Joy of Misery 10/20/22

Thoughts by Richard Bleil

Today I started a project that I’ve waited far too long to begin.  I purchased a desk for my spare room that will be where my 3-D printer resides.  It’s a heavy desk, and the only way I could get the pieces upstairs was one at a time, but I did it.  The individual boards and parts sat in my hallway waiting for me to put them together, which I started today, but didn’t quite finish.  Unfortunately, in so doing, I threw out my back.  Again.

Tonight, I’m struggling with enormous pain in my lower back.  The last time I went to get my mail, I stopped by the nearby chiropractor, but she didn’t have time for me.  My back problems began in Iowa.  When I had to give up my office, I had an agreement with the dean of the college where my office was housed.  Because the winter weather was so bad, he agreed to leave my stuff in the office until the weather broke, when I would go to collect it.  When the provost learned that my stuff was still there, about a month later when the winter weather was still bad, she threw a little hissy fit and insisted that grounds box up my books and get my property out of the office despite the fact that there was no need for the office at the time anyway.  Grounds threw my books into the biggest boxes they could find, and I injured myself when I tried to haul them out of the building.  I should have sued.  I had smaller boxes ready to go for the books, but her impatience damaged my spine, an injury I struggle with to this day.

The pain is not fun, but it gets me to thinking about days that it doesn’t hurt.  I really appreciate days when my back is not bad, but I never really noticed those good days until I threw out my back.  The pain of my spine today will make me appreciate those days ahead when it has had a chance to recover.

I’m watching (as I mentioned yesterday) truly horrific movies.  But, in my collection, they’re horrific for two reasons, really.  First, they are horror movies.  Isn’t it interesting that, as human beings, we seek out things that frighten us?  Horror movies, haunted houses, dangerous activities like skydiving, and escape rooms.  We challenge ourselves to face our fears, a thrill that releases endorphins and makes us feel calm and happy when, somehow, we manage to survive. 

These horror movies are horrific for a second reason, namely, they are, well, horrific.  Most of my movies (not all of them) are grade B (or worse), poorly written, poorly directed, and just plain bad.  I have a lot of fun with these movies, and often even make up my own dialogue as the movie progresses (“here, let me show you my breasts for no apparent reason germane to the plot”).  Watching bad low-budget films like this, though, truly helps me to appreciate the large budget well-made movies that I watch as well.  Being able to contrast my beloved terrible movies with the huge blockbuster movies really helps me to notice and appreciate the efforts that go into the better films.

The point of all of this being that, sometimes, we need the bad to appreciate the good.  We need the presence of pain to appreciate the absence of it.  I think these experiences in misery help us to find happiness.
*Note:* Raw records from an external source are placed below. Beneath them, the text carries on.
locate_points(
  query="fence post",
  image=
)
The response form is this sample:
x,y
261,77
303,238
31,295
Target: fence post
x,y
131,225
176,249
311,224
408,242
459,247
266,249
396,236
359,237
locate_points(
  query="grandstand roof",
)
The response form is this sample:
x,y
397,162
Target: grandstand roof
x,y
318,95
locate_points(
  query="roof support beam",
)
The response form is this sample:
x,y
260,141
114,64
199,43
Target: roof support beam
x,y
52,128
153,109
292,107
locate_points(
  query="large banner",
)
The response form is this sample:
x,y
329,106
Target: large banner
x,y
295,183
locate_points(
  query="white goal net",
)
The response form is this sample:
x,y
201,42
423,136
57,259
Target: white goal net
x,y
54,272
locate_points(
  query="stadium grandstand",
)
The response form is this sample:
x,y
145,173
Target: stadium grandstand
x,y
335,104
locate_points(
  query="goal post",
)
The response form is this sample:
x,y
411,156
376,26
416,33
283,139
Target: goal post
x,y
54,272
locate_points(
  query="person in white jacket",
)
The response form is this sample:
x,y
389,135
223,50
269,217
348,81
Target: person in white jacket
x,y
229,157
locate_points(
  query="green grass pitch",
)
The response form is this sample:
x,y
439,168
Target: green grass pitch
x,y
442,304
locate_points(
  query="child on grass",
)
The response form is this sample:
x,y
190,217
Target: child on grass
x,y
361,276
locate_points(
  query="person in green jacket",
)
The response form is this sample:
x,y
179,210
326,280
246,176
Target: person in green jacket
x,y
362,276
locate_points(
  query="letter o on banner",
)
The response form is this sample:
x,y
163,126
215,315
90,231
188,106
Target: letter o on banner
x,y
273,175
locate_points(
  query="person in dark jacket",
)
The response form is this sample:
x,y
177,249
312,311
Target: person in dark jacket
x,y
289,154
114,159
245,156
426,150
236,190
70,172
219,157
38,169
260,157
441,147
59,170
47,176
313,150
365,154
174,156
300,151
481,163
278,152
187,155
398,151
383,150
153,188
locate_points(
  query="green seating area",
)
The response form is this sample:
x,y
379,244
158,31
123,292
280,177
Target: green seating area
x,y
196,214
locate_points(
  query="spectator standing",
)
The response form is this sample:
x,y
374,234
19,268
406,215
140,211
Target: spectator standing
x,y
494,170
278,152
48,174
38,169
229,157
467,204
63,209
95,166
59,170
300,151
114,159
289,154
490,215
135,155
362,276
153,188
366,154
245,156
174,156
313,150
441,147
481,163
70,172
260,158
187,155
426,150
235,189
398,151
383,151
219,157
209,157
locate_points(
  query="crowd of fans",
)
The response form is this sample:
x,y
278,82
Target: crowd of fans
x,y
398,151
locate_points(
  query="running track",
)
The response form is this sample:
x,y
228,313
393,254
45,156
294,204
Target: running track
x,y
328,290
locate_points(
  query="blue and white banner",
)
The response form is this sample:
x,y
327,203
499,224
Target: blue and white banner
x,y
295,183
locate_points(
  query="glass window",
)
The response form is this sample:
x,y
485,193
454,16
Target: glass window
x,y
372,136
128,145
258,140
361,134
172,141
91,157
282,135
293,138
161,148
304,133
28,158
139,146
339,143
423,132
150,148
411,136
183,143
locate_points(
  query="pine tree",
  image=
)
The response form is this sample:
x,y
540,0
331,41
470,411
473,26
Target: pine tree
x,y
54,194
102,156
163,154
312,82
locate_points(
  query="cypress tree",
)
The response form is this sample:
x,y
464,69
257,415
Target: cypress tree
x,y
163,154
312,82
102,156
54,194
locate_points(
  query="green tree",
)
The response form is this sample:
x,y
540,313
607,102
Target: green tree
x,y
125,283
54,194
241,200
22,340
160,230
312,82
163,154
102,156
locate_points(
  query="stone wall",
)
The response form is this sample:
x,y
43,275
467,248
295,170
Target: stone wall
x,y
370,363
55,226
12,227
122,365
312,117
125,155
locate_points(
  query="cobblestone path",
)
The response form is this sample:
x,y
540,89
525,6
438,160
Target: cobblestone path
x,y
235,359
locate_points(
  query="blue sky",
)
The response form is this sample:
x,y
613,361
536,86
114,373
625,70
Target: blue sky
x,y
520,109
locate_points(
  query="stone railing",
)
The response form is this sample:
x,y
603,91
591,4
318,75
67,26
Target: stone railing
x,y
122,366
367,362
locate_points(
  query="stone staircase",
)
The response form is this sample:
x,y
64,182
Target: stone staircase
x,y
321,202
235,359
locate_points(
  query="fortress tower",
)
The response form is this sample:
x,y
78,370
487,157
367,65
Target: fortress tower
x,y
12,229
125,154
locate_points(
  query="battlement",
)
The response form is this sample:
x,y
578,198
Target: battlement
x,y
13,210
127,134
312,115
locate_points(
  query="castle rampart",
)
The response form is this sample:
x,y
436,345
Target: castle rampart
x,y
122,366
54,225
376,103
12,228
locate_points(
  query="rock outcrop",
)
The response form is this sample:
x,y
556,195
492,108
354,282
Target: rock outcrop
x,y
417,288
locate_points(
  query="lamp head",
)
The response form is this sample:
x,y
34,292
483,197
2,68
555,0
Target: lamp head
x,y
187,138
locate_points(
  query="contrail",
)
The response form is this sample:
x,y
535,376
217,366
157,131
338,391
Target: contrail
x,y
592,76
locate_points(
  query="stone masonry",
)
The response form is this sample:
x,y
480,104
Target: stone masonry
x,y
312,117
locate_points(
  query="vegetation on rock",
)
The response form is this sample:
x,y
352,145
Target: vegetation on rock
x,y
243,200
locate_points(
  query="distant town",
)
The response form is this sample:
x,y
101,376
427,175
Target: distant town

And now, as if to prove my point, my cat Star just insisted on jumping on my keyboard messing up my system.  It wouldn’t get off of “cap lock”, and my secondary keyboard characters (such as > instead of .) are all that works.  It’s fine now (obviously), but I had to reboot, and came up with a boot screen unlike anything I had seen on Windows before.  It certainly makes me happy now that it is working again.

Some people are only happy when they’re miserable.  They relish their bad fortune, and brag about it, getting great joy in their complaining.  I hope I’m not one of those people, but I have known several.  For far too long, I was living on the charity and goodwill of my friends.  It was a time of great misery to me, at least personally, to have to rely on others as I did.  And yet, because of those bad times, I certainly appreciate having vehicles, my own home, and the ability to help others now.  Which I do, probably far too much, but as much as I loved spending time with my friends, it makes me very happy to be past that period of time.